Iceland is a favorite destination among Instagrammers hunting for the perfect picture, but its residents are tired of inconsiderate influencers.

Earlier this month, a visitor got stuck in mud after driving off road – a forbidden practice in Iceland over concerns of damage to wildlife – with a rental vehicle and had to be rescued by the local police, who later reported the events on its Facebook page.

Icelanders are so concerned with the issue that they started Facebook and Instagram pages to report bad behavior perpetrated by problematic Instagrammers.

The pages show Instagram users drinking and driving, crossing tourist perimeters and disrespecting the local ecosystem and fauna. They obviously did not do their research about the local dos and don’ts, said Michalina Okreglicka to the BBC.

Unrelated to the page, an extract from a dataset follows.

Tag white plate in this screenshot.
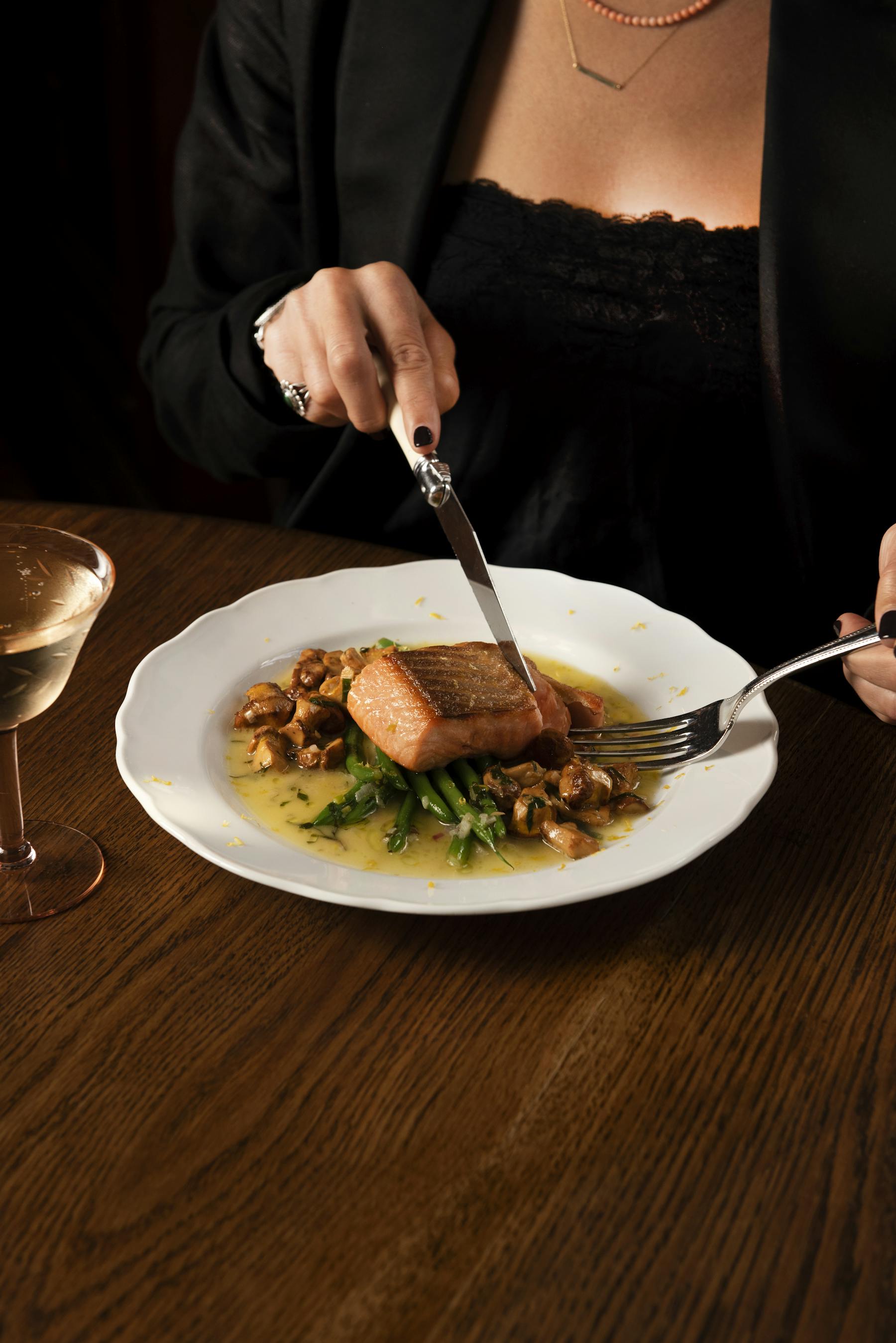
[115,560,778,913]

“I have a feeling now everything is about Instagram and the perfect Instagram shot. I have never seen so much stupid and irresponsible behavior in different countries compared to Iceland. I’m going to their profiles and commenting on what they are doing and trying to inform them to stop this.”

Visit Iceland is trying to promote responsible behavior by tourists. It diffuses videos about the importance of protecting the Icelandic moss and the need to drive only on the main roads and tracks. It also had to start a pledge for tourists to sign upon arrival at the airport, where they promise to leave the places as they find them and stop urinating in the countryside.

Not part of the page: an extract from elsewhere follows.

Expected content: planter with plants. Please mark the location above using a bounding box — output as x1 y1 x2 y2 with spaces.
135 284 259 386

Pall Jokull Petursson makes a living out of showing photographers Iceland’s wildlife. He believes there are good and bad influencers on Instagram.

“The bad ones often attract the bad visitors by showing reckless behavior and breaking the rules, giving others the idea that in Iceland you don’t have to follow rules, like driving off-road.

“I have seen all kinds of behavior that is both dangerous and disrespectful – like climbing over fences to stand on the edge of a cliff just for the Instagram selfie.

“The good Instagrammers try to show different ways of enjoying nature. We don’t tag places that are off the beaten path that we want to protect as long as possible. Some places have become “insta-famous” without ever mentioning where they are but eventually they become known to everyone.”

Icelandic government was also forced to close Fjadrargljufur Canyon until the beginning of June. It became overrun with tourists after Justin Bieber used it as a set for his “I’ll show you music” video.

In a statement to Associated Press, environment Minister Gudmundur Ingi Gudbrandsson said that “rash behavior by one famous person can dramatically impact an entire area if the mass follows”.

Instagram photographer Ben Simon Rehn sees disrespectful conduct by visitors a very big problem.

“Some Instagrammers are sponsored by companies and don’t obey pretty easy rules just to get a more spectacular photo from a slightly different angle.

“It’s a shame Instagrammers behave like this – especially landscape/adventure ‘photographers’ who seem to be so close to the natural world and love the outdoors, but then seem to forget or fail when it comes to the simplest understanding of laws to protect it. So I always ask myself, is it about likes and themselves or do they really care about the planet and nature?”